Open Source Databases Revisited
pusakat writes "If you've been following performance comparisons of the different Open Source databases, Tim Perdue revisits PostgreSQL v. MySQL with production data from SourceForge and comes up with interesting results. This may be fodder for yet another 'my database is better than your database' exchange from both camps but the results are interesting anyway."
Linux is great for manufacturing.. I work for a mid-sized auto remanufacutuer, and we use postgresql all over the place, to do inventory, and core checkin. postgres has made huge strides in the last few years.. we started out with an old pentium running 6.3 postgres.. it was slow as dirt.. we are currently running 6.5.3, on a 600mhz alpha system.. and will probably move to 7 one of these days.
you have a budget? what's that? *smirk* I'm lucky if i get $50 for a stack of CD-R's.
Please note that this benchmark (and any benchmark, for that matter) applies only to the system and application that it's testing. Database applications vary so widely that it's very difficult to get any meaningful numbers outside of very specific areas.
As an example, I recently ran some tests that came up with the exact opposite results. My application is a large message tracking database. Query speed is secondary; insertion speed is critical. MySQL handles my test data set in 20 minutes; PostgreSQL takes over 3 hours (!). For this application, PostgreSQL is Right Straight Out.
Other notes:
1. PostgreSQL's tables took up roughly twice the space of MySQL's.
2. MySQL's lack of transactions is a real pain. I can, however, work around it (in this particular application, at least).
3. MySQL's "text indexing" is useless. The evaluation function returns every record that contains any of the search terms; there is no way I've found to require all search terms. No documentation, of course.
4. The latest beta of MySQL can use Berkeley DB tables to get real transaction handling. Unfortunately, this is even slower than PostgreSQL.
Obvious conclusion: Run your own tests and draw your own conclusions.
--
Welcome to the Turing Tarpit, where everything is possible but nothing interesting is easy.
Why? The answer is simple: load controlling. Basically, as concurrency increases, the cost of locking and that of buffer pool misses become prohibitive and transactions begin to starve. So most "smart" DBMSes will queue a few transactions for later processing after a certain point.
Because MySQL uses such coarsely-grained locks (at the table level), the opportunity for concurrency is very low to start with; hence the decreased throughput and starvation.
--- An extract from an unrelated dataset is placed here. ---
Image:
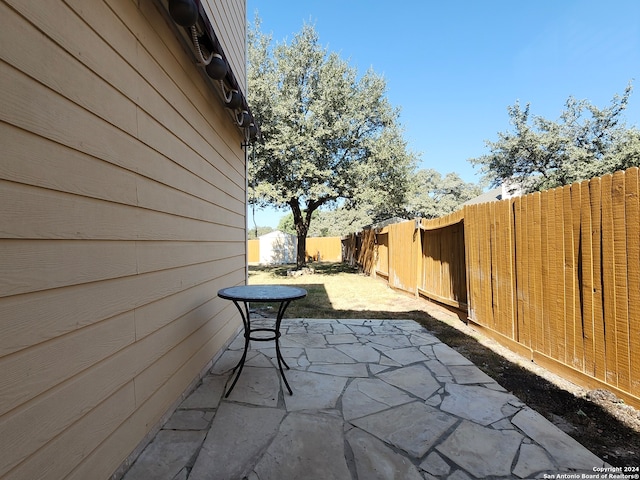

If you're interested in this stuff, look at Jim Gray's seminal paper "Granularity of Locks and Degrees of Consistency in a Shared Database" and Chou and DeWitt's "An Evaluation of Buffer Management Strategies for Relational Database Systems." You should be able to find either from the ACM Digital Library or in an anthology (like Stonebraker's _Readings in Databse Systems_).
~wog
Anyway, the number of tables you have depends greatly on the problem you are trying to tackle. If you've used SourceForge, you'll see that there is a whole lot of data displayed on each page. I would be more worried if he would have been able to get all of this from a single database query (could you imagine a table that would do that - yuch)
Engineering and the Ultimate
I'm sorry but I think this grossly misses several points and undermines the appropriate difference between threads and processes.
One way to think of threads is as a solution to bloated processes. In operating systems like Solaris, which are designed to scale to 32 or 64 (or more) processors, the number of locks in the kernel is enormous. As a result, context switches and process creation time tend to be higher. In gross terms, you pay for the concurrency at high numbers of processors with poor performance at lower numbers of processors. This is not necessarily bad (especially if you plan to use 16 or more processors at some point) but it is just the way things are.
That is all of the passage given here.